How do pH and pKa relate?

1 Answer

The #"p"H# of a solution is directly related to the #"p"K_"a"# of a solution via the Henderson-Hasselbach equation,

#"p"H = "p"K_"a" + log(([A^-])/([HA]))#

Let's do an example:

What is the #"p"H# of a #"1-L"# solution of #0.12"M"# of #NH_4Cl# to which #"1 L"# of #0.03"M"# of #NaOH# was added (#"p"K_"a"# of #NH_4^(+)# is #9.25^([1])#)?##

Consider the equilibrium,

#NH_4^(+) + OH^(-) rightleftharpoons H_2O + NH_3#

It is safe to assume that the hydroxide ion will consume one equivalent ammonium's protons, leaving #0.09"mol"# #NH_4^+# ions and #0.03"mol"# #NH_3#.

Since the total volume cancels out in the ratio of concentrations, we can translate these concentrations into mols and proceed.

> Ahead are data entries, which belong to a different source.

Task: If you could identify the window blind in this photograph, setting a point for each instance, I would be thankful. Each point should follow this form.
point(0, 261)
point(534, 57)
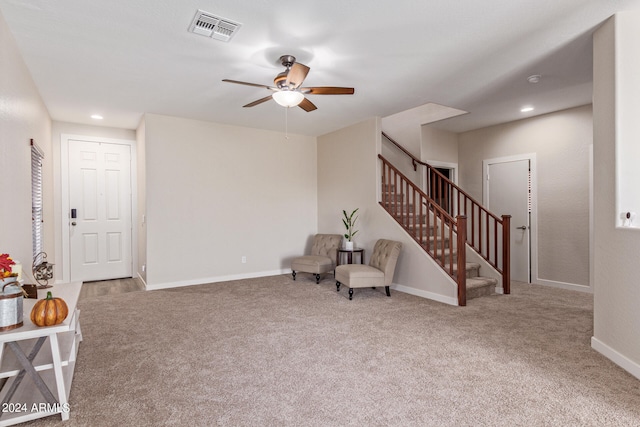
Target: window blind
point(37, 218)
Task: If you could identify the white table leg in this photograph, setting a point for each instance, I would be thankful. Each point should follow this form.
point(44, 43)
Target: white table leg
point(57, 370)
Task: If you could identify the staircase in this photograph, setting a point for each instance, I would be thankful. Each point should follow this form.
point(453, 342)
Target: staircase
point(442, 235)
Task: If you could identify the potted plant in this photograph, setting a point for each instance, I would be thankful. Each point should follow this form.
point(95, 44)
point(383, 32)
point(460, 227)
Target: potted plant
point(349, 222)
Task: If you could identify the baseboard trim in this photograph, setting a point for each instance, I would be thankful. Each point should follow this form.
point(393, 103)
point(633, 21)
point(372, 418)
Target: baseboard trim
point(215, 279)
point(144, 282)
point(426, 294)
point(616, 357)
point(564, 285)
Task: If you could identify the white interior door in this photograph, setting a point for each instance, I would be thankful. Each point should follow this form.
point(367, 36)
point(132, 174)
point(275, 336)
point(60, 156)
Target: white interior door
point(100, 210)
point(507, 193)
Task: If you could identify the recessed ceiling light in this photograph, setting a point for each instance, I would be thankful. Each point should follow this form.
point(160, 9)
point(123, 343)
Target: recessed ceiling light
point(534, 78)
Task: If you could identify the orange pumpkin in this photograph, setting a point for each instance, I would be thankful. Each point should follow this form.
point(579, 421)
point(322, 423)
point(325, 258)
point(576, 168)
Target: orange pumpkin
point(49, 311)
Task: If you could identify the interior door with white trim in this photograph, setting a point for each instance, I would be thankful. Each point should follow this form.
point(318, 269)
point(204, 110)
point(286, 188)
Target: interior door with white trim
point(100, 210)
point(508, 193)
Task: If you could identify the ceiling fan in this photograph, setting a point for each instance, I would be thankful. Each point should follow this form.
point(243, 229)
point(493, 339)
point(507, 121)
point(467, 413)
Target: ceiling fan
point(287, 90)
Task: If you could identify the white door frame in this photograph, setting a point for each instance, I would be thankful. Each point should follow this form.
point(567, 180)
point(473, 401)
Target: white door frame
point(442, 165)
point(533, 231)
point(64, 197)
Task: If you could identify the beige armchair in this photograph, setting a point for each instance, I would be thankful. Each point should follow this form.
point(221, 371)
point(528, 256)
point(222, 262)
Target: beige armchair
point(322, 258)
point(379, 272)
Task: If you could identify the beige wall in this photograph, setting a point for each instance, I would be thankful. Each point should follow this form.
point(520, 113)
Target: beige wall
point(215, 193)
point(141, 268)
point(562, 143)
point(59, 212)
point(345, 183)
point(617, 294)
point(23, 116)
point(439, 145)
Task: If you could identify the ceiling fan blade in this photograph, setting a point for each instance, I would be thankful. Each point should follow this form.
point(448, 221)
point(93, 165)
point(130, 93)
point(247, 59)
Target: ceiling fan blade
point(327, 90)
point(249, 84)
point(296, 75)
point(307, 105)
point(259, 101)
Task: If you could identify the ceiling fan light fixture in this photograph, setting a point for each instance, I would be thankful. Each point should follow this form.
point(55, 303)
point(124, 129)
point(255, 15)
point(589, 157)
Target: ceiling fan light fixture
point(288, 98)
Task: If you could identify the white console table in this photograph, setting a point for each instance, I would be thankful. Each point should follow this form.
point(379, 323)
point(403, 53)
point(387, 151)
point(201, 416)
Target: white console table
point(47, 371)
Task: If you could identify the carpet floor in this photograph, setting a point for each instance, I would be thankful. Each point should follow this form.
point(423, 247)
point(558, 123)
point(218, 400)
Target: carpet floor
point(274, 352)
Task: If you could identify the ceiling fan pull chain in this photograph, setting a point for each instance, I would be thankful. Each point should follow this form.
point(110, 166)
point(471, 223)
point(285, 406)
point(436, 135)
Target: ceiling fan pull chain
point(286, 123)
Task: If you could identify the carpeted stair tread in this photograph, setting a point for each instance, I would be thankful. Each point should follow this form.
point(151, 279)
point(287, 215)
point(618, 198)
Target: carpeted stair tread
point(480, 286)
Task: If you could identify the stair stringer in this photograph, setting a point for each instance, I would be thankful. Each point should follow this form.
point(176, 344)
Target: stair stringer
point(487, 269)
point(427, 278)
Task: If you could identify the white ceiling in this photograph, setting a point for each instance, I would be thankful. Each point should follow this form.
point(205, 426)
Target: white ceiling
point(122, 58)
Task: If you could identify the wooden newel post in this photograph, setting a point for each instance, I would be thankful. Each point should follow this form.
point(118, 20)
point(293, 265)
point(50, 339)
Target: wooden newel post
point(506, 253)
point(462, 259)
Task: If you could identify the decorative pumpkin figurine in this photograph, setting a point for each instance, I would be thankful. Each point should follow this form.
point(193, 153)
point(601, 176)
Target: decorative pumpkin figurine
point(49, 311)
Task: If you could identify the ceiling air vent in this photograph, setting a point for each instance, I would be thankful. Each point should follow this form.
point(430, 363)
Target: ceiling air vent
point(209, 25)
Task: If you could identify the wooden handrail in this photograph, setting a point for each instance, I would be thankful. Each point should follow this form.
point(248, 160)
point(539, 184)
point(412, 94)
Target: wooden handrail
point(430, 168)
point(414, 159)
point(431, 226)
point(482, 228)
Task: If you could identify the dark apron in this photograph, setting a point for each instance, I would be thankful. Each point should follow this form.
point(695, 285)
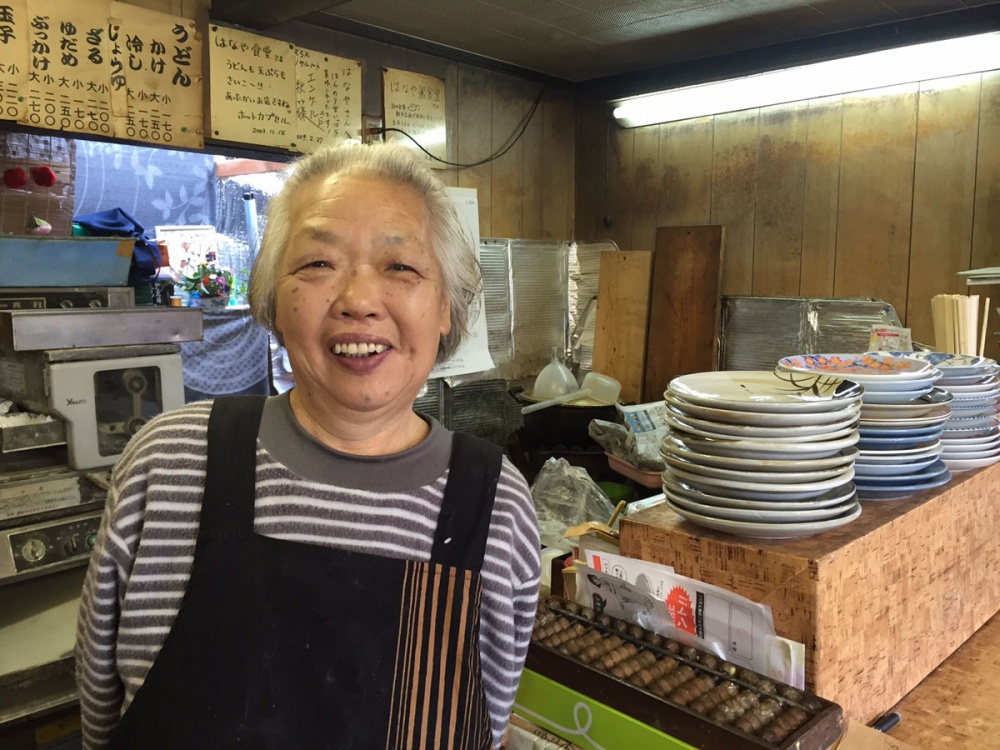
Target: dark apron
point(286, 645)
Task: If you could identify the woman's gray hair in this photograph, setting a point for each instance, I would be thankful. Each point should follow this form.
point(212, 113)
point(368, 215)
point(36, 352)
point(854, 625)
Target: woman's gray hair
point(451, 242)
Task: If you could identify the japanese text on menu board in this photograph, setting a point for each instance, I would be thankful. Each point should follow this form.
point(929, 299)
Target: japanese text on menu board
point(101, 68)
point(252, 88)
point(327, 99)
point(13, 58)
point(156, 79)
point(414, 103)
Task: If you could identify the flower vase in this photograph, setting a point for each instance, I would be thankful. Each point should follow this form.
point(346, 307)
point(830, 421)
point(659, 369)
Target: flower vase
point(211, 303)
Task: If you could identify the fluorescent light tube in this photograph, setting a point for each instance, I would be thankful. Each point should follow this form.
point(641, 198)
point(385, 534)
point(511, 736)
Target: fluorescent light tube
point(873, 70)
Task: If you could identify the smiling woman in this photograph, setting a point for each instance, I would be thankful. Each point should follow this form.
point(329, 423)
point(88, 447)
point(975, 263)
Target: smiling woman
point(325, 568)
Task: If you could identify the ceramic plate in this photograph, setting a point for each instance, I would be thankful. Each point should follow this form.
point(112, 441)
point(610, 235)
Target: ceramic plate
point(903, 490)
point(894, 385)
point(926, 404)
point(806, 432)
point(952, 365)
point(889, 470)
point(680, 424)
point(920, 433)
point(767, 450)
point(861, 367)
point(924, 450)
point(757, 530)
point(894, 397)
point(759, 477)
point(760, 390)
point(763, 490)
point(972, 463)
point(836, 496)
point(674, 446)
point(926, 474)
point(962, 391)
point(782, 515)
point(761, 419)
point(943, 415)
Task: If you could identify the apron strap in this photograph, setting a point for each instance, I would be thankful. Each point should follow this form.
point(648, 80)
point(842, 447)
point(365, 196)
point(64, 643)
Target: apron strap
point(467, 509)
point(232, 467)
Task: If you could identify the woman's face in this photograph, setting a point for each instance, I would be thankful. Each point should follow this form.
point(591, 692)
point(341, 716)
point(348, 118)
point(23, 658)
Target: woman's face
point(360, 298)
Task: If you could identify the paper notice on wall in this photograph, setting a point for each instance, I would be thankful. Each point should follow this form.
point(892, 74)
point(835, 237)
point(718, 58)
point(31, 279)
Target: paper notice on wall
point(414, 103)
point(327, 99)
point(252, 85)
point(696, 614)
point(474, 354)
point(14, 58)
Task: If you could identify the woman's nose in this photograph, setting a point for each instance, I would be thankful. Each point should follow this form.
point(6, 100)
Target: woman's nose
point(359, 296)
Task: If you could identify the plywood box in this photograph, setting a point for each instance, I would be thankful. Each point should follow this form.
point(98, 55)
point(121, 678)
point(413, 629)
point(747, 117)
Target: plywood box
point(879, 603)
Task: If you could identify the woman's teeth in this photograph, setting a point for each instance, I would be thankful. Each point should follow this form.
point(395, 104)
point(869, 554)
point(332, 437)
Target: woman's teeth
point(358, 350)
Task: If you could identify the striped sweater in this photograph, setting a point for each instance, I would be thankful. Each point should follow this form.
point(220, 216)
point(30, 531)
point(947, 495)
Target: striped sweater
point(307, 493)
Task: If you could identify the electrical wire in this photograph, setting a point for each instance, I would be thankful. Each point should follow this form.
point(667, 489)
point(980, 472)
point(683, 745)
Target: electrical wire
point(519, 131)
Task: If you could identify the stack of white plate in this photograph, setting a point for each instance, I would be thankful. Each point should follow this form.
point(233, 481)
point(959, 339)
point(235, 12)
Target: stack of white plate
point(903, 414)
point(757, 454)
point(971, 437)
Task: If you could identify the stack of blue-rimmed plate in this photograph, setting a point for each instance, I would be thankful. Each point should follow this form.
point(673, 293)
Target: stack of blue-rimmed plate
point(759, 454)
point(971, 437)
point(903, 414)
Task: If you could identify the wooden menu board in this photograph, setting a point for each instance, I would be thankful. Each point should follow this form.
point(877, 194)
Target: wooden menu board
point(69, 84)
point(156, 77)
point(327, 99)
point(252, 87)
point(13, 58)
point(414, 103)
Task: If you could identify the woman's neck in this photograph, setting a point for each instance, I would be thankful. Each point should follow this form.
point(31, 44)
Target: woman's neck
point(361, 435)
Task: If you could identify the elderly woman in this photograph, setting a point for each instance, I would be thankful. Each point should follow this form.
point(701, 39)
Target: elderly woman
point(325, 568)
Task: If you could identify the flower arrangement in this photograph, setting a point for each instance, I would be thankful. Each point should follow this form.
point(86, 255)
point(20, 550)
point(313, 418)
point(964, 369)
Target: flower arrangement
point(208, 280)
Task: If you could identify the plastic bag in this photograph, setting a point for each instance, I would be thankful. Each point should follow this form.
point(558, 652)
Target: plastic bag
point(566, 496)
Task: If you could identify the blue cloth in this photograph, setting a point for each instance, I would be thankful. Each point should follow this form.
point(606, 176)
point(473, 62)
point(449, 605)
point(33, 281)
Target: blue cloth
point(117, 222)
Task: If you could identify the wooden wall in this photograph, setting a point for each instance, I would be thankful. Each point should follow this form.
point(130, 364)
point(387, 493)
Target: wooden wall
point(886, 194)
point(526, 193)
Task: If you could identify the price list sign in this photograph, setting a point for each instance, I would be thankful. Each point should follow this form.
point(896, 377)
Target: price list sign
point(68, 85)
point(327, 99)
point(414, 103)
point(156, 77)
point(252, 88)
point(13, 58)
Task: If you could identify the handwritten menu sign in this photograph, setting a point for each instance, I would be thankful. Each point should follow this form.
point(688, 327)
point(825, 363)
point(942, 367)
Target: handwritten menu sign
point(252, 88)
point(327, 99)
point(414, 103)
point(156, 77)
point(68, 84)
point(13, 58)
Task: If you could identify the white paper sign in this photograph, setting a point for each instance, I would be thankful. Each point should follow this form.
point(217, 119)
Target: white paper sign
point(474, 354)
point(694, 613)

To be sure, the hydroxide is treated as a strong base, and the ammonium as a weak acid.

Hence,

#"p"H = "p"K_"a" + log(([NH_3]_"eq")/([NH_4^+]_"eq"))#

#= 9.25 + log("0.03 mols"/("0.12 mols" - "0.03 mols")) approx 8.77#

[1]: Nelson, D. L., Cox, M. M., & Lehninger, A. L. (2017). Lehninger Principles of Biochemistry. New York, NY: W.H. Freeman and Company.